Harris regrets ‘unintended consequences’ of Calif. truancy law

Sen. Kamala Harris on Wednesday expressed “regret” over the “unintended consequences” of a 2011 California truancy law, which she supported as the state attorney general and which she said led to the criminalization of parents.

The presidential hopeful said in a clip posted by the podcast “Pod Save America” that it was “never the intention” that parents of children who missed too much school would be criminalized.

“My regret is that I have now heard stories that where, in some jurisdictions, DAs have criminalized the parents,” Harris said. “And I regret that that has happened and that, the thought that anything that I did could have led to that, because that certainly was not the intention, was never the intention. Never was the intention.”

The section of the California law that went into effect Jan. 1, 2011, reads that parents could be subject to a fine of up to $2,000 or “imprisonment in a county jail not exceeding one year, or by both that fine and imprisonment.” The law applies to a parent or guardian of a student who is 6 years old or older who is in kindergarten or in first grade through eighth grade, “whose child is a chronic truant … who has failed to reasonably supervise and encourage the pupil’s school attendance, and who has been offered language accessible support services to address the pupil’s truancy.”

Harris said the criminalization of parents happened “in other jurisdictions, not under my watch ever.
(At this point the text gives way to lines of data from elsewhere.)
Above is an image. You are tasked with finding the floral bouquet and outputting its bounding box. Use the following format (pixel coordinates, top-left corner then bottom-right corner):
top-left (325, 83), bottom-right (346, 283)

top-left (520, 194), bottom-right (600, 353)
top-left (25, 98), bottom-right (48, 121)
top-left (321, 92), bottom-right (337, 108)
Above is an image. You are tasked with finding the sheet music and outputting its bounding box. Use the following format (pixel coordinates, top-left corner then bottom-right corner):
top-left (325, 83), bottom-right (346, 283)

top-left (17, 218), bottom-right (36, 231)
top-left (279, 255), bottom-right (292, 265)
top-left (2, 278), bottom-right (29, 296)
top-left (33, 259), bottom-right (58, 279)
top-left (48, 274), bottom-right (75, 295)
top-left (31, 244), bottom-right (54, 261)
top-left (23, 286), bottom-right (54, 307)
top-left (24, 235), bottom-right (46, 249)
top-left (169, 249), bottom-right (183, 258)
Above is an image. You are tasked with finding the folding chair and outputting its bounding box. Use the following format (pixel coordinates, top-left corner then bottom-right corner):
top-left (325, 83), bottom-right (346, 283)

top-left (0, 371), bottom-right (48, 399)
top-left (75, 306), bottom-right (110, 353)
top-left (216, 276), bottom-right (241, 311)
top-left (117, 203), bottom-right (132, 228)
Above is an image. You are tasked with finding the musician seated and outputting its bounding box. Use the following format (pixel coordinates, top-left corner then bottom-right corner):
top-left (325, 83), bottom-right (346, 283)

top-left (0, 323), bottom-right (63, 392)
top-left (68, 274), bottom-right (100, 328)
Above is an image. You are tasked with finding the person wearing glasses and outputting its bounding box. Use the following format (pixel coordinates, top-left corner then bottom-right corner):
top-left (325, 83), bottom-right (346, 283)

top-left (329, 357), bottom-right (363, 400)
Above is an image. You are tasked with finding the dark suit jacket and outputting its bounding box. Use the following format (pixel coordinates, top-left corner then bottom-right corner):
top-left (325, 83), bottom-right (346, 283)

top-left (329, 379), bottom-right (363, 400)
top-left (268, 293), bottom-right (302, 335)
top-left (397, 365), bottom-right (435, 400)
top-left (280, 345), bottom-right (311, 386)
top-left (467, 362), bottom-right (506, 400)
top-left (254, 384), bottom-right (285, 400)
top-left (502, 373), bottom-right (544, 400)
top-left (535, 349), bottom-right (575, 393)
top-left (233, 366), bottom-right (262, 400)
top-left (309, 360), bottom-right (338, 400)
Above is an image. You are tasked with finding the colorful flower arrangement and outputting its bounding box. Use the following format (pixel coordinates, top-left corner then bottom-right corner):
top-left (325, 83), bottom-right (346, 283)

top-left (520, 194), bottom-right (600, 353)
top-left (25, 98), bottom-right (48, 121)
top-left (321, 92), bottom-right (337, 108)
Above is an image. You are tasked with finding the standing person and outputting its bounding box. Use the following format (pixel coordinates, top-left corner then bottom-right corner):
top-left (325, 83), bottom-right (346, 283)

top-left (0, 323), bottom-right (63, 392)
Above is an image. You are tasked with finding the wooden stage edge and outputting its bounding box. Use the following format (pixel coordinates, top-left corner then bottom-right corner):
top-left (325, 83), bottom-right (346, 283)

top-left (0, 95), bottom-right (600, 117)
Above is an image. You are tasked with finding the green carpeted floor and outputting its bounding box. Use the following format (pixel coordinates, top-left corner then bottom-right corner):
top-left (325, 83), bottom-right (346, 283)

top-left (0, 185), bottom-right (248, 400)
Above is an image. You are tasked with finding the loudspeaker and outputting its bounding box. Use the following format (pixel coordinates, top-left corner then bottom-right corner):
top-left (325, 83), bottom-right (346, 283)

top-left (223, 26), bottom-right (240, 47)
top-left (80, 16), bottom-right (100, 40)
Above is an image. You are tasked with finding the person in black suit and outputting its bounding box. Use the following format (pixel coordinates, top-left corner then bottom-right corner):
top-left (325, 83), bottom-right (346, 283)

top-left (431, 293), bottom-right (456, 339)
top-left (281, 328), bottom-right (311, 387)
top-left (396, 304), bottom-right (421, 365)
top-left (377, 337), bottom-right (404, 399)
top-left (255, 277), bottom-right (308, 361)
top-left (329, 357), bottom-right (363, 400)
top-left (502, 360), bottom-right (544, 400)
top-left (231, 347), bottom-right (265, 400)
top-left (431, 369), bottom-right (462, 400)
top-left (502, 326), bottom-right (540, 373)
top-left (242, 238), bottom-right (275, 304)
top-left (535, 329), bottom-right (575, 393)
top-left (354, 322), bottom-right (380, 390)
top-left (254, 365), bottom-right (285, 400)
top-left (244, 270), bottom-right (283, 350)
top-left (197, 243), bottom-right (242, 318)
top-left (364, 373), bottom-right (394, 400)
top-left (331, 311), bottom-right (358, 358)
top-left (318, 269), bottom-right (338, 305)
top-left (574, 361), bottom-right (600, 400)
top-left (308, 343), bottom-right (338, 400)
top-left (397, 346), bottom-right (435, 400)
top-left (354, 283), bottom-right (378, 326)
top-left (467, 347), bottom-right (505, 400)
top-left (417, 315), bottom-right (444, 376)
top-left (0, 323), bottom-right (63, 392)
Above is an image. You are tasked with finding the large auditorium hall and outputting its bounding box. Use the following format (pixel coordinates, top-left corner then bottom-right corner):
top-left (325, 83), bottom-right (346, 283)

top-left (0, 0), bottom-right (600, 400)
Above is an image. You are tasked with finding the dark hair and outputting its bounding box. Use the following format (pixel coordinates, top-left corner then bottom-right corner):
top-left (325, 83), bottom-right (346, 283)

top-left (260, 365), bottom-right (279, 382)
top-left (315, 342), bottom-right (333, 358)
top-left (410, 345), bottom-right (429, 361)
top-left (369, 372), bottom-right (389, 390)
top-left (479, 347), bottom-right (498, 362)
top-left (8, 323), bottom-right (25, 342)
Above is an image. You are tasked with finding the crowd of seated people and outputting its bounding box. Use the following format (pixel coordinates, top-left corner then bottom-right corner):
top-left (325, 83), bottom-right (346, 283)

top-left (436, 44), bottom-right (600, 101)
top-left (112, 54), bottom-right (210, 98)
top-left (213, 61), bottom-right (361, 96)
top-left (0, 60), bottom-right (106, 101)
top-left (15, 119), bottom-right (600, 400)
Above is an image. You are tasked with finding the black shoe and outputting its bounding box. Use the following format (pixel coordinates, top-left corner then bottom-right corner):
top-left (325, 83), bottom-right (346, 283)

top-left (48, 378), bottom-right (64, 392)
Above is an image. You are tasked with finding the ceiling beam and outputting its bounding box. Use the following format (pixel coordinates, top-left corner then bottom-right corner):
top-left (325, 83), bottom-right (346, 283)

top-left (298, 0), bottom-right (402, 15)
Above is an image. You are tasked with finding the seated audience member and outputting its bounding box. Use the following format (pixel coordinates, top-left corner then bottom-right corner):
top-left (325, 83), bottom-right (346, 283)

I had no control over that.” The senator added when she was district attorney of San Francisco, from 2004 to 2011, “we never sent a parent to jail.”

The senator, who officially announced in January she is running for president, has come under scrutiny for her record as a prosecutor. She has previously rebutted some of the liberal criticism and argued during a CNN town hall in January that she has “been consistent my whole career.”

Harris said she would not support a similar truancy law if she becomes president.

The senator explained why she initially supported the California law.

“I took a look at and did an analysis of who our homicide victims were who were under the age of 25, and I learned that over 90% were high school dropouts,” she said.

She said she learned “that up to 40% of the chronically and habitually truant students were elementary school students, missing 50, 60, up to 80 days of a 180-day school year.”

Harris said she realized “the system was failing these kids.”

“I wanted to avoid a situation where those children end up being criminalized, some for their entire lifetime, because we failed them in the earliest stages,” she said.